The business of not being alone
What’s fascinating is the variety of business models emerging. You’ve got the straightforward subscription of Les Amís, the per-event ticket model of Timeleft, and the freemium approach of giants like Meetup. Sixteen million dollars in consumer spend isn’t huge in the grand scheme of apps, but it signals a market that’s willing to pay to solve this problem. That’s a big deal. We’re not talking about a free social network here; we’re talking about adults, often with disposable income, investing directly in their social health. It reframes friendship from a happy accident to a deliberate, and billable, wellness activity.

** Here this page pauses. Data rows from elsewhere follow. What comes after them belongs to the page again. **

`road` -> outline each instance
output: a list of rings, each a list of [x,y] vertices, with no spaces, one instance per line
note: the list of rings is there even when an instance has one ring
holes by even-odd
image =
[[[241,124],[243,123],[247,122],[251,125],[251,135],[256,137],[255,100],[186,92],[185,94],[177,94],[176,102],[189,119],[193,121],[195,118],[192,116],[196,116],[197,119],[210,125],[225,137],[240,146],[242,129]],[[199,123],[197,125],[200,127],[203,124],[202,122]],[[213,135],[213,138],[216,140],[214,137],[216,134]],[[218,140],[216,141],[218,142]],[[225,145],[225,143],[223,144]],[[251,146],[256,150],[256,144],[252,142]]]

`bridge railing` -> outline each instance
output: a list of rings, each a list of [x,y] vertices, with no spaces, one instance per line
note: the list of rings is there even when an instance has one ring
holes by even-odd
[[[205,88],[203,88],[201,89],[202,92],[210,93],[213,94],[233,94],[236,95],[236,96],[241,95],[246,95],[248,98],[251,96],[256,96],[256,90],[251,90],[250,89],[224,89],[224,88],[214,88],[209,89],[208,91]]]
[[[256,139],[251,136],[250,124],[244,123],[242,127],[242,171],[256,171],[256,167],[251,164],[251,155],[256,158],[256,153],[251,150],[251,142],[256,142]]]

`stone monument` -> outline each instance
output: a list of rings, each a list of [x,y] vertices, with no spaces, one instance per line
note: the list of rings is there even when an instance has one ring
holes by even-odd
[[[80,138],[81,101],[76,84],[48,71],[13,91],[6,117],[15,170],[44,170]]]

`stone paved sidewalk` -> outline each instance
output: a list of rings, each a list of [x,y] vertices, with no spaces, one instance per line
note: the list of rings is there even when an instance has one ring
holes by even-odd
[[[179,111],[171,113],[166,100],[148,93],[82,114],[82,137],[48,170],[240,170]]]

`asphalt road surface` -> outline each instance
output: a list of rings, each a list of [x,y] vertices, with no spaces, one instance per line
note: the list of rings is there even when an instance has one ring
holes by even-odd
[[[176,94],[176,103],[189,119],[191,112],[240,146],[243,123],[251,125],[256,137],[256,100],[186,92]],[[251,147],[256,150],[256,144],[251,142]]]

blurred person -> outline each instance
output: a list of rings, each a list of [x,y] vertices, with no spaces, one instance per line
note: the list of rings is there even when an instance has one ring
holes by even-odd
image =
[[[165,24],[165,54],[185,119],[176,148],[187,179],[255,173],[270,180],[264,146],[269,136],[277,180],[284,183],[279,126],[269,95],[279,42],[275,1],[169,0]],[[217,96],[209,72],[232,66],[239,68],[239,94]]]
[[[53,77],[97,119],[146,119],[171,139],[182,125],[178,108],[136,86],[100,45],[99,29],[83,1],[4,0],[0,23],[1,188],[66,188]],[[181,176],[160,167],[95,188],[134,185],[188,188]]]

Niches and the local problem
But there’s a massive hurdle: locality. An app like Clyx is only in Miami and London right now. Pie is just in Austin, Chicago, and SF. Mmotion is NYC-only and requires an application. This hyper-local focus is necessary for facilitating real-world meetings, but it’s a brutal scaling challenge. It also explains the niche targeting—apps for women (Les Amís), for the over-40 crowd (Wyzr Friends, Meet5), for dinner dates (Timeleft). They’re slicing the market thinly to create a critical mass in specific cities. Will any of them become a universal “friend-finder”? Probably not. And maybe that’s okay. The future might be a constellation of specialized apps, not one monolithic platform.
The real test: offline
So, do they work? The download numbers suggest people are desperate to try. But an app can facilitate an introduction; it can’t manufacture the chemistry, reliability, and shared history that turns an acquaintance into a real friend. That still requires showing up, again and again. The apps that build in structure—like Timeleft’s weekly dinners or Pie’s pre-event group chats—seem to understand this best. They’re not just swiping platforms; they’re creating behavioral rails. In the end, the winner might not be the one with the cleverest AI, but the one that most reliably gets people out of their apartments and into a room together, consistently. After all, that’s how friendship has always worked.